だがこの手段は人目を引くには有効だったようで、次々と大人たちが集まってくる。それはこのスリの子どものことを知らない人間もいたようで、蔑んだ視線を八百屋のおっさんに向けていた。
「何だあのおっさんは」
「子どもに足を乗せているぞ」
「人として最低ね、近所のママ友に教えてあげなきゃ」
へぇ、ママ友って言葉はこっちにもあるんだ。あ、いや、そうじゃなくて。
大勢からの視線のおかげでおっさんの足が止まっている。軽蔑の視線を受けて固まっている彼の足から、引きずるように子どもの腕を引っ張った。
「あ、おいっ、何しやがる、ガキ!」
「ごめん、おっさん!」
俺がこんなことをしてしまったばっかりに、もしかしたら明日から彼の店の売り上げが減るかもしれない。閉店しないことを祈りつつ、俺はスリの子どもを背負ってその場を走り出した。
この辺りの地形を知らない俺は、適当に人気の少なそうな道へと駆ける。やがて建物と建物の間、掃除も行き届いていないような路地へと辿り着き、臭く汚いその道を走り出す。流石にこんな道に人なんて来ないようで、俺たちはゴミに紛れてその路地裏へと座り込んだ。
鼻をつまみたくなるような不快な匂いを嗅ぎながら息を整える。正直呼吸をするだけでも不快だが、生きようとするためか体が勝手に呼吸をしてしまう。気持ち悪いが何もしないよりマシなのだろうか。
「ぐっ」
しまった。自分のことばかり考えてしまったせいで背中の子どものことを忘れてしまっていた。

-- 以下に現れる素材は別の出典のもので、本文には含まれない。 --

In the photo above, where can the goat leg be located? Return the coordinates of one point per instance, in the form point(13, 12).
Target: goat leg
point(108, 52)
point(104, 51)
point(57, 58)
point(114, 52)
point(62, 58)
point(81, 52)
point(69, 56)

床に子どもを降ろし、街に来るまでの道中で使用しなかった傷薬と包帯を取り出す。不衛生な場所だが何もしないよりはマシだろうと、治療をするために顔を隠すためであろう子どもの帽子を取った。
「…あ?」
…びっくりした。
サイズの合わない帽子を外した、その彼女の素顔に驚いた。
ぶかぶかな服、帽子を被っているせいでまったく気づかなかった。まさか、この子が女の子だったとは。
…それにしても、と思ってしまう。こんな時に限って。
整った顔立ちだなぁ、と彼女の顔に見張れてしまった。